16 'common' herbal supplements found to be associated with 'herb-induced liver injury'

The market for herbal supplements is in rude health. However, there are growing concerns related to the safety and toxicities of these medicines. “Despite popular belief that the consumption of natural products is harmless, herbs might cause injury to various organs, particularly to the liver, which is responsible for their metabolism in the form of herb-induced liver injury (HILI),” researchers wrote in a study published last year.

They sought to identify herbal products associated with HILI and describe the type of lesion associated with each product.

HILI describes an adverse reaction to herbal medicines.

Searches were run and studies were retrieved from the electronic databases Scopus, Web of Science, MEDLINE, BIREME, LILACS, Cochrane Library for Systematic Reviews, SciELO, Embase, and Opengray.eu.

In the final analysis, 446 references were included, with a total of 936 cases reported.

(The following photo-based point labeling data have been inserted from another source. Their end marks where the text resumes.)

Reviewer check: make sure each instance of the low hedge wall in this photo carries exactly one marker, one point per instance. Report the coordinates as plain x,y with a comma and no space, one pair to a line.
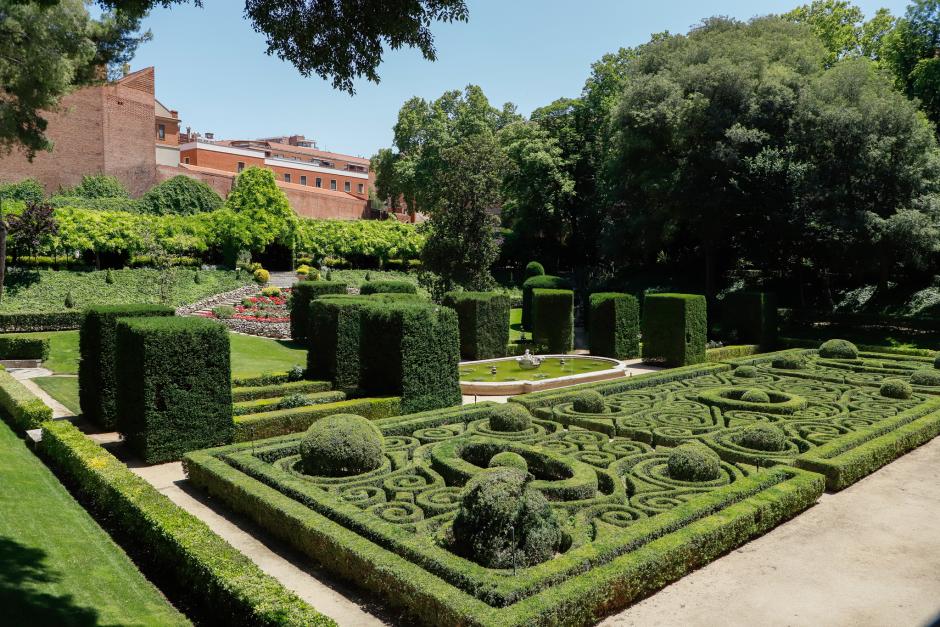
283,421
23,347
195,567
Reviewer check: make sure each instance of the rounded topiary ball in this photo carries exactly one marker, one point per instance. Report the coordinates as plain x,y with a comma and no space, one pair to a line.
895,388
341,445
509,460
693,462
762,437
510,417
589,402
497,504
755,396
838,349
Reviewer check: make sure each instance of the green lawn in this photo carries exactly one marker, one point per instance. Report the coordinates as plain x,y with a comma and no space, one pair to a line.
58,566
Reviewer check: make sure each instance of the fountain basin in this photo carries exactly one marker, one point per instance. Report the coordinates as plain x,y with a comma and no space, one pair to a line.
476,377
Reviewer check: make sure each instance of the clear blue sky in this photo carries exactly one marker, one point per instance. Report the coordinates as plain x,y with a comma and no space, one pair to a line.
212,67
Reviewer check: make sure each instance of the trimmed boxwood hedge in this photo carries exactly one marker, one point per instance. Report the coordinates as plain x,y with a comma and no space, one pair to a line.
483,319
196,568
553,320
97,365
674,329
614,325
174,386
301,294
543,281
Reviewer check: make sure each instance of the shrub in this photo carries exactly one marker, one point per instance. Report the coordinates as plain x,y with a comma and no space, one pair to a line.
553,319
693,462
838,349
926,377
341,445
895,388
388,287
674,328
483,320
545,281
97,365
762,436
495,503
174,386
509,417
302,293
589,402
614,325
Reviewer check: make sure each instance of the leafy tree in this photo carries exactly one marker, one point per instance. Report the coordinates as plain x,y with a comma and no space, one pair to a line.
180,195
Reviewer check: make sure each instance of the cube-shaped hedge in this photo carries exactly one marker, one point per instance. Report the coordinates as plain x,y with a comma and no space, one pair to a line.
674,329
544,281
614,325
301,294
553,320
483,318
752,316
174,386
97,373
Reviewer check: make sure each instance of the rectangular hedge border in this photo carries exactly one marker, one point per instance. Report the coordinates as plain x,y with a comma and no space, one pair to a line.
198,569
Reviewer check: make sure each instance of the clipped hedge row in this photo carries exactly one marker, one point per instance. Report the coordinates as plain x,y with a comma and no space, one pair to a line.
194,566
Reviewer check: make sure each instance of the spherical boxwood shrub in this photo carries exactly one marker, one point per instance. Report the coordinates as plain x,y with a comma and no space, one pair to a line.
895,388
510,417
755,396
693,462
762,436
589,402
926,377
503,522
509,460
341,445
838,349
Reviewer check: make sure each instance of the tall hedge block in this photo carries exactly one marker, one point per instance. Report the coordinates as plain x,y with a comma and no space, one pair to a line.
553,319
544,281
614,325
753,316
174,386
97,372
483,319
301,294
674,329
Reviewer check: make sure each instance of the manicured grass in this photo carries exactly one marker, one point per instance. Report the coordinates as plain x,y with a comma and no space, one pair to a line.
252,356
62,389
46,290
58,566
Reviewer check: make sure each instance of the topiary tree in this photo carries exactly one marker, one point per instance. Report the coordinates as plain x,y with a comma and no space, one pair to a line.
838,349
341,445
693,462
503,522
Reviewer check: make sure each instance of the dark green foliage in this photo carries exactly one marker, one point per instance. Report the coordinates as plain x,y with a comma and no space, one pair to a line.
614,325
545,281
674,329
693,462
498,505
341,445
483,319
388,287
97,366
301,294
553,320
895,388
838,349
509,417
751,317
174,386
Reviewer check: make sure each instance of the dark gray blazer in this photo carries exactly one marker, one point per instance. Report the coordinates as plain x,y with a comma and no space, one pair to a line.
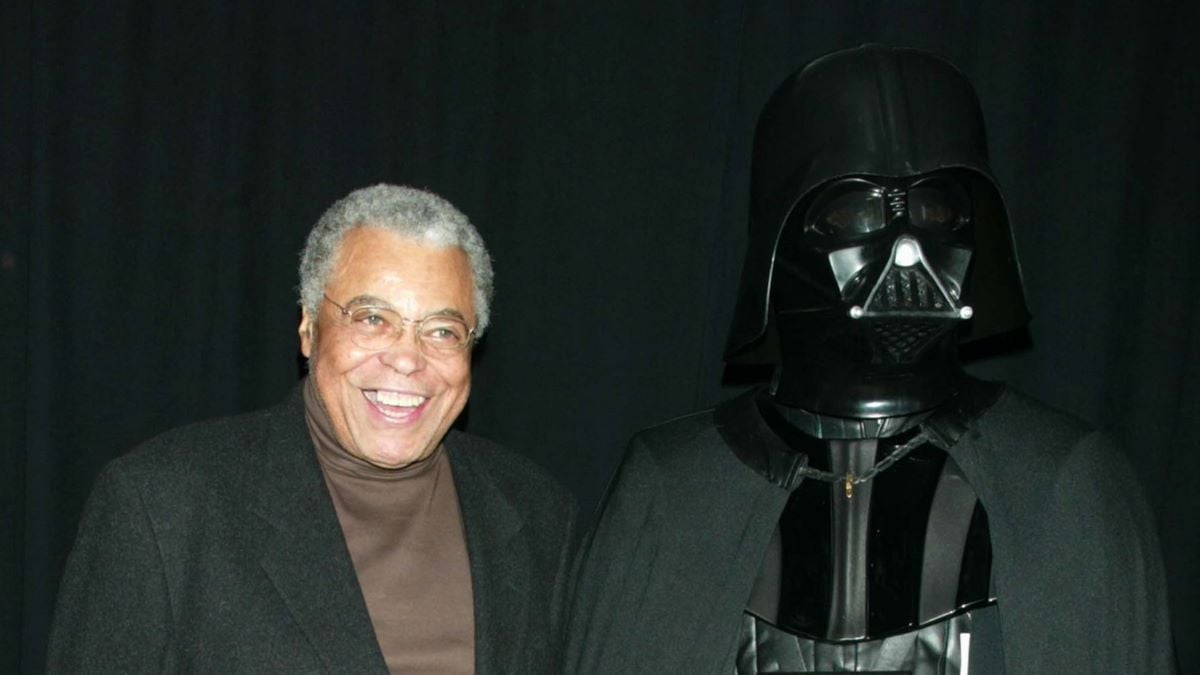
215,548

READ MORE: ‘Strong evidence’ beta-carotene supplements increase lung cancer risk, warns health body

Research recently carried out in Latin America found the most common causes to be Camellia sinensis, which is the active compound of green tea, and Herbalife products, which contain a mixture of herbs (although it is not known which herb[s] can cause liver injury).

“These herbal products are perceived to be innocuous and healthy, and are often thought to be beneficial for weight loss, but that is not the case,” the researchers wrote.

They can induce autoimmunity and frequently cause injury to the liver.

Interestingly, these liver injuries are not caused by ingesting a set amount of these herbal products, researchers have found. These injuries are known as idiosyncratic reactions, which are not related to the quantity of an herbal product. They are unexpected reactions to usual portions of the product. Any person with any amount may be susceptible to developing such an injury.